Sono centinaia i militanti di Hamas e i civili di Gaza entrati con loro in Israele il 7 ottobre, attualmente nelle mani delle forze di sicurezza israeliane. Come e quando saranno rinviati a giudizio nessuno lo sa. «Non sarà un processo farsa» detto alla rivista Shomrin il prof. Amichai Cohen, esperto dell’Israel Democracy Institute. «Naturalmente si è instillato il desiderio di vendetta, tuttavia condurremo un processo legale adeguato, esporremo il crimine al mondo, processeremo i terroristi e forse alla fine si deciderà anche di condannarli alla pena capitale. Ma non sarà una vendetta». Meno sicuro di ciò è un altro professore, Alon Harel, docente presso la Facoltà di legge dell’Università ebraica di Gerusalemme. «Non posso negare di essere preoccupato – dice al manifesto – temo che pur di arrivare alla condanna di questo numero enorme di persone, la Knesset e il governo possano emendare le leggi e ridurre le tutele a garanzia degli imputati». Harel non accetta l’equiparazione tra i crimini attribuiti ad Hamas nel sud di Israele e quelli commessi dai nazisti. «Sono fenomeni diversi» spiega Harel «il nazismo è un’altra cosa (rispetto ad Hamas, ndr), il genocidio è una cosa diversa rispetto ai crimini senza orribili senza dubbio, con elementi di antisemitismo, commessi da Hamas. Politicizzare i crimini a scopo propagandistico è pericoloso e potrebbe ritorcersi contro Israele».
Shomrim ha scoperto che il ministero della Giustizia ha modificato i regolamenti in modo che, dopo la prima udienza di detenzione, l’arrestato compaia dinanzi al giudice entro 45 giorni e non più 15. A sette settimane dall’attacco, Israele non rivela quante persone sono state catturate e detenute. Gli investigatori dello Shin Bet (servizio segreto interno) e dell’Unità 504 dell’intelligence militare dicono solo di aver ottenuto informazioni di «eccezionale importanza». Il tempo però passa e si presenta il problema che gli arrestati non hanno avuto sino ad oggi assistenza legale. Il professor Harel pone l’accento su un aspetto fondamentale. «In un processo penale – spiega – il lavoro della polizia sul campo è estremamente importante: individuare il Dna (e anche lo sperma, in caso di stupro) e qualsiasi altra prova forense che potrà essere utilizzata in tribunale. Le atrocità perpetrate il 7 ottobre, tuttavia, hanno lasciato una scia di caos totale». Gli investigatori lavorano da quasi due mesi per raccogliere testimonianze e prove. Tuttavia, il recupero dei corpi di israeliani e di militanti di Hamas uccisi è stato effettuato in condizioni molto particolari in cui nessun ha pensato alla questione delle prove. Per Israele tutti gli arrestati hanno preso parte a omicidi, saccheggi, violenze, ma arrivare a stabilire le responsabilità di ognuno di loro è ritenuto a dir poco improbabile. Da qui il rischio paventato da Harel che gli uomini di Hamas «saranno gestiti con strumenti giuridici diversi e speciali».

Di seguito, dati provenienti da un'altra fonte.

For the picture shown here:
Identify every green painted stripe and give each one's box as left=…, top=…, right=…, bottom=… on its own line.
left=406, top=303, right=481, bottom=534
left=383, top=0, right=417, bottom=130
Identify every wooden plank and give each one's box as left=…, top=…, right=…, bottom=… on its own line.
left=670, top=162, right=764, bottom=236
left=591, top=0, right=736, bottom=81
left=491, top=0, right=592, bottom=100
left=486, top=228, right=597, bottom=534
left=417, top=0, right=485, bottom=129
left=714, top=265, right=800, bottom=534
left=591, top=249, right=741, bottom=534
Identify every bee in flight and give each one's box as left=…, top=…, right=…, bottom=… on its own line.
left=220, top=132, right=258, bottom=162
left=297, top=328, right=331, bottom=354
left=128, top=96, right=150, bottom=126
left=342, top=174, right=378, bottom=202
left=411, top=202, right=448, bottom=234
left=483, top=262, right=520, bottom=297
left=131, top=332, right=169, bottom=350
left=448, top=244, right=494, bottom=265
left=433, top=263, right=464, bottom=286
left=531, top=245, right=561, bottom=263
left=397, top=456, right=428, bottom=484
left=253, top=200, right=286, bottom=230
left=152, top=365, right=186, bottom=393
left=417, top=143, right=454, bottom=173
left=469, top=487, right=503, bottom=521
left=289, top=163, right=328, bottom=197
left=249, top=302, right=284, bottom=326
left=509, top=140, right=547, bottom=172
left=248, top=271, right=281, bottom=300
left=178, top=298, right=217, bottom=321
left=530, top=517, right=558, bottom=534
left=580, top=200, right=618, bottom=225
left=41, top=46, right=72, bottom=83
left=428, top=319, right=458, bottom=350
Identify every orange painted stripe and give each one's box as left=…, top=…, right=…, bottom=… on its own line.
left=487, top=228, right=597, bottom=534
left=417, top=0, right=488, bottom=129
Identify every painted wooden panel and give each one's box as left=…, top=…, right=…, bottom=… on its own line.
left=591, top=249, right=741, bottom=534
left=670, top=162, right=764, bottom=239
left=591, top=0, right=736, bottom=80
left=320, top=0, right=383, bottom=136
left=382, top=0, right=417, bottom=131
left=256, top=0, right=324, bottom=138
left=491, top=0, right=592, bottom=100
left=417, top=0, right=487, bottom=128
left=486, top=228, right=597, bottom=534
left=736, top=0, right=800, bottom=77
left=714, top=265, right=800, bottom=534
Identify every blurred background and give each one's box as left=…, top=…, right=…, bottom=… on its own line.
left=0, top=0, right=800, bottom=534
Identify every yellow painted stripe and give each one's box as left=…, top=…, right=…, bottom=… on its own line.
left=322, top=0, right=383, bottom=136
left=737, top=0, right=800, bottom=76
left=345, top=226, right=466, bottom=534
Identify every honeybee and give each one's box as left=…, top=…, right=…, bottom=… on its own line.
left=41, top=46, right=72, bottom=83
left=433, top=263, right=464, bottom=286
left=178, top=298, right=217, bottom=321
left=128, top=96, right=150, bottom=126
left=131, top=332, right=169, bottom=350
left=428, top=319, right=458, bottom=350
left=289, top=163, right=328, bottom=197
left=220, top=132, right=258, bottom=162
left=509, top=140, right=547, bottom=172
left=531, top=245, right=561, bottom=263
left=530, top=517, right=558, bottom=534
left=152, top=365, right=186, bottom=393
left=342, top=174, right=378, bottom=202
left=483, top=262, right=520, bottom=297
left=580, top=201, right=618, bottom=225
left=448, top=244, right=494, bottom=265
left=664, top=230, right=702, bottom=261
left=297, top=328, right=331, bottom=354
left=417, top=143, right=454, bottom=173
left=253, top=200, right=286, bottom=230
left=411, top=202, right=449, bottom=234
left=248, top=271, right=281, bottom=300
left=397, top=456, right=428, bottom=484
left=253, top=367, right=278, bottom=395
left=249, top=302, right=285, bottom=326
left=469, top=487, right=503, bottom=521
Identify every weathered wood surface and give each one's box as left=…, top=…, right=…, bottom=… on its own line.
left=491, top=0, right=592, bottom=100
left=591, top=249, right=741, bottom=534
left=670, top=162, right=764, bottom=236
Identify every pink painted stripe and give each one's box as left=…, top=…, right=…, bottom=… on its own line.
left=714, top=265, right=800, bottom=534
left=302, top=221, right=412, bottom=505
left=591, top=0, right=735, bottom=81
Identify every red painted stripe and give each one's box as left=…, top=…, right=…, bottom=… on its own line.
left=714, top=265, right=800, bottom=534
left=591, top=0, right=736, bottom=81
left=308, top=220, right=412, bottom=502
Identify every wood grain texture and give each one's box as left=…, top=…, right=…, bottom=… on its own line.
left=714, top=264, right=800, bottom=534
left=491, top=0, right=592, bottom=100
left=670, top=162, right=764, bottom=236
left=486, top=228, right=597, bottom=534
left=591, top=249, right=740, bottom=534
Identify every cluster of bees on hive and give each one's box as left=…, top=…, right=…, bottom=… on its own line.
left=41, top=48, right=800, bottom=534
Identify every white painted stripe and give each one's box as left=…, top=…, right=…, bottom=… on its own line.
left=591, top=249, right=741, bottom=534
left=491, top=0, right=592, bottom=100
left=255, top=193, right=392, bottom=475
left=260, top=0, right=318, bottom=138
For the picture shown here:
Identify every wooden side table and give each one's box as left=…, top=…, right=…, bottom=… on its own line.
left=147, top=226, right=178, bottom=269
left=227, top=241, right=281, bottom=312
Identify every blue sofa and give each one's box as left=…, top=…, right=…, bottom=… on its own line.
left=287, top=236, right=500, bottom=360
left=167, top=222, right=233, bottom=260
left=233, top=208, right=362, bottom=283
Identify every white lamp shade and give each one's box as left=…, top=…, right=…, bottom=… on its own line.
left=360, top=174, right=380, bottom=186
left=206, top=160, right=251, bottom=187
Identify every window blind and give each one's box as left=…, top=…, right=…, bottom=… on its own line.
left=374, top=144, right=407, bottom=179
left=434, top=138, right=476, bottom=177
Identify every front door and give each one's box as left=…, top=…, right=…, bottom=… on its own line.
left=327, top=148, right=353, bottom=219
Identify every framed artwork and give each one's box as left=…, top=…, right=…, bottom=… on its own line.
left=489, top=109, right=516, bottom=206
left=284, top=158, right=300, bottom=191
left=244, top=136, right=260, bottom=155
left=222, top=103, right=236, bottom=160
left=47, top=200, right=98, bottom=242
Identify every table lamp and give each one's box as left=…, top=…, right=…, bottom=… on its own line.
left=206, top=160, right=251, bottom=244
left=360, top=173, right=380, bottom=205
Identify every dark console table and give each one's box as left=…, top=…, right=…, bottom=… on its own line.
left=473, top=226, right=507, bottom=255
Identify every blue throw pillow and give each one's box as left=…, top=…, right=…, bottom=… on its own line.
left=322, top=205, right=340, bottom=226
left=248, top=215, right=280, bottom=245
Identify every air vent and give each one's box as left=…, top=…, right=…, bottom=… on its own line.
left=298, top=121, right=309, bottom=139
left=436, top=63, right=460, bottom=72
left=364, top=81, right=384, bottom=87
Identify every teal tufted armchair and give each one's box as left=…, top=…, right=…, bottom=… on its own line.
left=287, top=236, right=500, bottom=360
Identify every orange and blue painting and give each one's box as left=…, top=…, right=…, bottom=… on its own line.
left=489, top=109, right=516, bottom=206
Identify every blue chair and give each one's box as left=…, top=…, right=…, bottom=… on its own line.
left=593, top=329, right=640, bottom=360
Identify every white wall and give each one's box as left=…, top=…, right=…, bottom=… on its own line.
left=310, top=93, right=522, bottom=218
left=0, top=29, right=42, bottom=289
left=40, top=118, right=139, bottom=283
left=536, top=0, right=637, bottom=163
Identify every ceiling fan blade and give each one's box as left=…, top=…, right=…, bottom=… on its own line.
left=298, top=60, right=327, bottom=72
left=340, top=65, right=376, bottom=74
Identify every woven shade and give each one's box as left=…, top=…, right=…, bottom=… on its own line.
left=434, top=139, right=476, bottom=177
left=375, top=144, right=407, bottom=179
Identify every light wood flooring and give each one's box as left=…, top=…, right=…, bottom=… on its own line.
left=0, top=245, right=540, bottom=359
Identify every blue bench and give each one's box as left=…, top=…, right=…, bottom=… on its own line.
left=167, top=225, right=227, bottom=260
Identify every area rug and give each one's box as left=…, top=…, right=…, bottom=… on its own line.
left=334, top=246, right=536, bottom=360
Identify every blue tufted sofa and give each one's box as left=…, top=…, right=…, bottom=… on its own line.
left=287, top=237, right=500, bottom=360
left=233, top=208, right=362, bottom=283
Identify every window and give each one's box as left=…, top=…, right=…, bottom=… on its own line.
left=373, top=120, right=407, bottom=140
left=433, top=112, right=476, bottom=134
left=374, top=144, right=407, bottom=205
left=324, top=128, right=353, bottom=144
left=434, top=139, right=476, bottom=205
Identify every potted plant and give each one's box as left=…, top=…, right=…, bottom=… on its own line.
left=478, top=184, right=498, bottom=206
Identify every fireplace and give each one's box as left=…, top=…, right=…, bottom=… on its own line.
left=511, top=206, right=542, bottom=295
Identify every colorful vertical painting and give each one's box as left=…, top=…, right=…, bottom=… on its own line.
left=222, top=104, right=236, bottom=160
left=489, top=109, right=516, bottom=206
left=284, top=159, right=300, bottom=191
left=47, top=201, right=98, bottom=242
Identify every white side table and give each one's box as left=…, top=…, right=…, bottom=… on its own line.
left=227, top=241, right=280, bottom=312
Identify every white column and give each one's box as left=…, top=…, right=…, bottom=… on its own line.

Infine, c’è la questione della difesa degli imputati. Sembra che non ci sia un solo avvocato difensore nello Stato di Israele disposto ad occuparsi di questi casi. Anche Eichmann fu difeso, da un avvocato tedesco, Robert Servatius. Con i militanti di Hamas cosa accadrà? Le domande su come Israele giudicherà i responsabili del 7 ottobre sollevano inevitabilmente la questione della pena di morte. La Knesset ha approvato la lettura preliminare di un disegno di legge presentato dal deputato Limor Son Har-Melech (Otzma Yehudit) che impone la pena di morte a chi è condannato per terrorismo, anche senza un verdetto unanime dei giudici. Il ministro della Sicurezza nazionale Itamar Ben-Gvir vuole subito l’approvazione della legge.